On 29 June 1859, he married Lucy Ann Marsh (1835–1926), daughter of Richard Marsh (1795–1878) of Strood, draper, and Ann Marsh (born Morris, 1793–1891).

There were four sons and six daughters, including Herbert Edmund Brooks (1860–1931), Alfred Brooks (1861–1952) and Howard Brooks (1868–1948), who succeeded him in the cement business. According to DQB and Digest Register in the Library of the Society of Friends, the children were:
- Herbert Edmund (born 18 May 1860, Kingston – died 1931)
- Alfred (born 9 November 1861, Guildford – died 1952), grandfather of Anthony Brooks
- Edith Annie (born 9 February 1863, Guildford – died 22 June 1890)
- Charles (born 1 August 1864, Guildford – died 1948)
- Lucy Ellen (born 3 September 1866, Guildford – died 1948)
- Howard (born 8 May 1868, Guildford)
- Ethel Mary (born 17 April 1870, Grays)
- Mabel Winifred (born 11 November 1872, Grays)
- Gertrude (born 12 February 1875, Grays)
- Florence (born 22 March 1877, Grays)

He died at his home, 'Duval', Grays, 22 June 1928.

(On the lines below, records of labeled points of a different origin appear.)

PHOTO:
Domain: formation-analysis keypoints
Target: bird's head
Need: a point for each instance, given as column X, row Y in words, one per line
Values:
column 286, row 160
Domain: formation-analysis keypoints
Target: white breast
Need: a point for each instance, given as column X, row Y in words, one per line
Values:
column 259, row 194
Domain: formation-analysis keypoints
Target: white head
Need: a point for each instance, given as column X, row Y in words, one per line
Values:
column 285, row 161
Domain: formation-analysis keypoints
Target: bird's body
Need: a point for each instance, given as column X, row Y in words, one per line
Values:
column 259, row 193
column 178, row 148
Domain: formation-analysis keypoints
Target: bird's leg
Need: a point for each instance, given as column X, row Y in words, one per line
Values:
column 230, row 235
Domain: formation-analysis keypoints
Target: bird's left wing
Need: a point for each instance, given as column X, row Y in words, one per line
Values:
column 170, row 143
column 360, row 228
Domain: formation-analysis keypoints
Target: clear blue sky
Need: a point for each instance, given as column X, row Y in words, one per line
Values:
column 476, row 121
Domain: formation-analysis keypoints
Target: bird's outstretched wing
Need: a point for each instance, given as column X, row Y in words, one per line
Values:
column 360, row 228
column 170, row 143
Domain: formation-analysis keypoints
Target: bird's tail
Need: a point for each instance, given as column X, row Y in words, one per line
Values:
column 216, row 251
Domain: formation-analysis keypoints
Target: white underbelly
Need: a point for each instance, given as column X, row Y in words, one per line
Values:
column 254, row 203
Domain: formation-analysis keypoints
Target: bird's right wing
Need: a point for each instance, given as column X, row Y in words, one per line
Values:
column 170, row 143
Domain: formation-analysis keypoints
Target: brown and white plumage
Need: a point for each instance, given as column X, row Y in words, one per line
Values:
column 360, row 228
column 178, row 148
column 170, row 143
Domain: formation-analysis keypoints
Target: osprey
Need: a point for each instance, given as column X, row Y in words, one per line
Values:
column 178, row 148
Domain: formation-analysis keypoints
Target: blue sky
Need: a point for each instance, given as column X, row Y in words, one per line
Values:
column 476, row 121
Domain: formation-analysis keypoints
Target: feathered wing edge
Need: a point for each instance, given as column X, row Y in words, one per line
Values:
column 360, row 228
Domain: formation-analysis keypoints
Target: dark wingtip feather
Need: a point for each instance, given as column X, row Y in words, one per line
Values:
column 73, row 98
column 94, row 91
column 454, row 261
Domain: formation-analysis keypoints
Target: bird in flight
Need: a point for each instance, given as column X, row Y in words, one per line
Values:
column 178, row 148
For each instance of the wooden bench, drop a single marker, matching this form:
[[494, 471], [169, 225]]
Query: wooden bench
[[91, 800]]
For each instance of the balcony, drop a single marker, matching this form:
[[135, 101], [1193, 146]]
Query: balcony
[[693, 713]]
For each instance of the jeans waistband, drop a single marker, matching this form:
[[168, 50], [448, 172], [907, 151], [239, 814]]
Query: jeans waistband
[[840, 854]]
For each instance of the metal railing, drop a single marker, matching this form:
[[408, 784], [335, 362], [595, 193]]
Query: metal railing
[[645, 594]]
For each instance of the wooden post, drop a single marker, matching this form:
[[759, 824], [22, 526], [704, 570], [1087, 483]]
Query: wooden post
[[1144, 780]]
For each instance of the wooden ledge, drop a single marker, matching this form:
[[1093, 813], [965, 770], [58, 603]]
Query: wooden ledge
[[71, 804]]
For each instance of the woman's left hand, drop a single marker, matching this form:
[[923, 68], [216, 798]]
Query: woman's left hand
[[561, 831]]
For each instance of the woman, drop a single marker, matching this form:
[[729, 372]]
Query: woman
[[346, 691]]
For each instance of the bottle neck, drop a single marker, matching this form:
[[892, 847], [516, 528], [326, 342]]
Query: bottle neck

Of the nine surviving children, one resigned Quaker membership in 1886 and three more in 1915. His daughter Mabel Winifred (b. 1872) remained a Friend and married, in 1897, Henry Jeffrey Simpson (1868–1938) an employee and later partner in the family cement manufacturing company, namely the British Portland Cement manufacturer limited (at one time the largest in Essex). Henry and had Mabel had three sons and Mabel died in 1911 (buried in the Friends burial ground of Wanstead).